The Azure Data Science VMs are good for dev and testing and even though you could use a virtual machine scale set, that is a heavy and costly solution.

When thinking about scaling, one good solution is to containerize the Anaconda / Python virtual environments and deploy them to Azure Kubernetes Service or better yet, Azure Container Apps, the new abstraction layer for Kubernetes that Azure provides.

Here is a quick way to create a container with Miniconda 3, Pandas and Jupyter Notebooks to interface with the environment. Here I also show how to deploy this single test container it to Azure Container Apps.

The result:

A Jupyter Notebook with Pandas Running on Azure Container Apps.

Container Build

If you know the libraries you need then it would make sense to start with the lightest base image which is Miniconda3, you can also deploy the Anaconda3 container but that one might have libraries you might never use that might create unnecessary vulnerabilities top remediate.

Miniconda 3: https://hub.docker.com/r/continuumio/miniconda3

Anaconda 3: https://hub.docker.com/r/continuumio/anaconda3

Below is a simple dockerfile to build a container with pandas, openAi and tensorflow libraries.

FROM continuumio/miniconda3
RUN conda install jupyter -y --quiet && \ mkdir -p /opt/notebooks
WORKDIR /opt/notebooks
RUN pip install pandas
RUN pip install openAI
RUN pip install tensorflow
CMD ["jupyter", "notebook", "--ip='*'", "--port=8888", "--no-browser", "--allow-root"]

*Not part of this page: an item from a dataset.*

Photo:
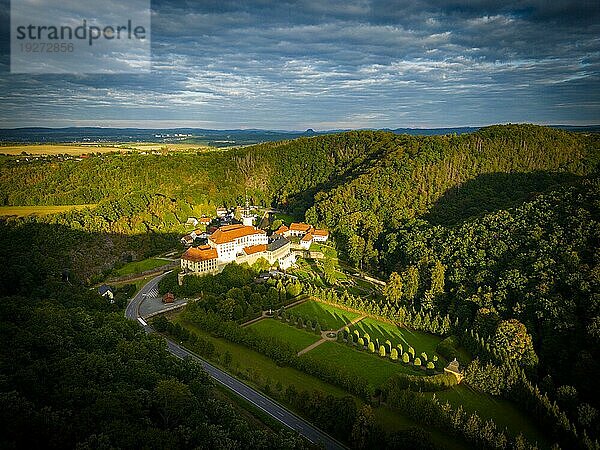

Build and Push the Container

Now that you have the container built push it to your registry and deploy it on Azure Container Apps. I use Azure DevOps to get the job done.

Here’s the pipeline task:

- task: Docker@2
inputs:
containerRegistry: 'dockerRepo'
repository: 'm05tr0/jupycondaoai'
command: 'buildAndPush'
Dockerfile: 'dockerfile'
tags: |
$(Build.BuildId)
latest

Deploy to Azure ContainerApps

Deploying to Azure Container Apps was painless, after understanding the Azure DevOps task, since I can include my ingress configuration in the same step as the container. The only requirement I had to do was configure DNS in my environment. The DevOps task is well documented as well but here’s a link to their official docs.

Architecture / DNS: https://learn.microsoft.com/en-us/azure/container-apps/networking?tabs=azure-cli

Azure Container Apps Deploy Task : https://github.com/microsoft/azure-pipelines-tasks/blob/master/Tasks/AzureContainerAppsV1/README.md

A few things I’d like to point out is that you don’t have to provide a username and password for the container registry the task gets a token from az login. The resource group has to be the one where the Azure Container Apps environment lives, if not a new one will be created. The target port is where the container listens on, see the container build and the jupyter notebooks are pointing to port 8888. If you are using the Container Apps Environment with a private VNET, setting the ingress to external means that the VNET can get to it not outside traffic from the internet. Lastly I disable telemetry to stop reporting.


task: AzureContainerApps@1
inputs:
azureSubscription: 'IngDevOps(XXXXXXXXXXXXXXXXXXXX)'
acrName: 'idocr'
dockerfilePath: 'dockerfile'
imageToBuild: 'idocr.azurecr.io/m05tr0/jupycondaoai'
imageToDeploy: 'idocr.azurecr.io/m05tr0/jupycondaoai'
containerAppName: 'datasci'
resourceGroup: 'IDO-DataScience-Containers'
containerAppEnvironment: 'idoazconapps'
targetPort: '8888'
location: 'East US'
ingress: 'external'
disableTelemetry: true

After deployment I had to get the token which was easy with the Log Stream feature under Monitoring. For a deployment of multiple Jupyter Notebooks it makes sense to use JupyterHub.